L’audio vit le même basculement que la vidéo, avec quelques années de décalage. La valeur se concentre chez ceux qui maîtrisent à la fois la création originale et la distribution. Spotify l’a compris. « BBC Sounds » aussi. Et Radio France, avec France Inter comme fer de lance, l’a construit méthodiquement dans la durée.
Cette saison avait vraiment tout pour être une annus horribilis. Certes, le débat n’est pas clos. Mais chaque semaine, ce ne sont pas moins de 26 millions de Français qui continuent de passer par France Inter, d’une façon ou d’une autre. C’est le public qui, semaine après semaine, tranche.

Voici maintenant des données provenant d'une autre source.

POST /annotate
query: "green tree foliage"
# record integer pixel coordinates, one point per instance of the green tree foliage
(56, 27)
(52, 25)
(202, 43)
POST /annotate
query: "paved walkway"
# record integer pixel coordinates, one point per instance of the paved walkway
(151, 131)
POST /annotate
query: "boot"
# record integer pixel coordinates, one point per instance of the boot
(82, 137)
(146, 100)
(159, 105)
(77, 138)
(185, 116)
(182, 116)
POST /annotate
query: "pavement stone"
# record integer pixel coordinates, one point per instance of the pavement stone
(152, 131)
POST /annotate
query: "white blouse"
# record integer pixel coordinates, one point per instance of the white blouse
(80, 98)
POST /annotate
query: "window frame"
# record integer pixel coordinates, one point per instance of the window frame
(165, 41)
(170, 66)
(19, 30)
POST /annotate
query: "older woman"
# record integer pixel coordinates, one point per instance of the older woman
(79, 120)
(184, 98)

Restent des questions qui n’ont pas fini de se poser. Comment une radio publique continue-t-elle à exister pleinement dans un paysage audio qui se recompose plus vite que les institutions ne l’anticipent ? Comment articule-t-elle l’antenne et le numérique, le linéaire et l’écoute à la demande, la fidélité de ses auditeurs historiques et la conquête de nouveaux publics ?
Le vrai enjeu pour France Inter n’est pas de se défendre, mais d’exister pleinement dans un marché de l’audio qui change de visage.
- 1L’audience de la radio en France en janvier-mars 2026, Médiamétrie, 14 avril 2026.
- 2Global Audio 2025 L’audio accompagne chaque jour 42 millions de Français, Médiamétrie, 4 juin 2025.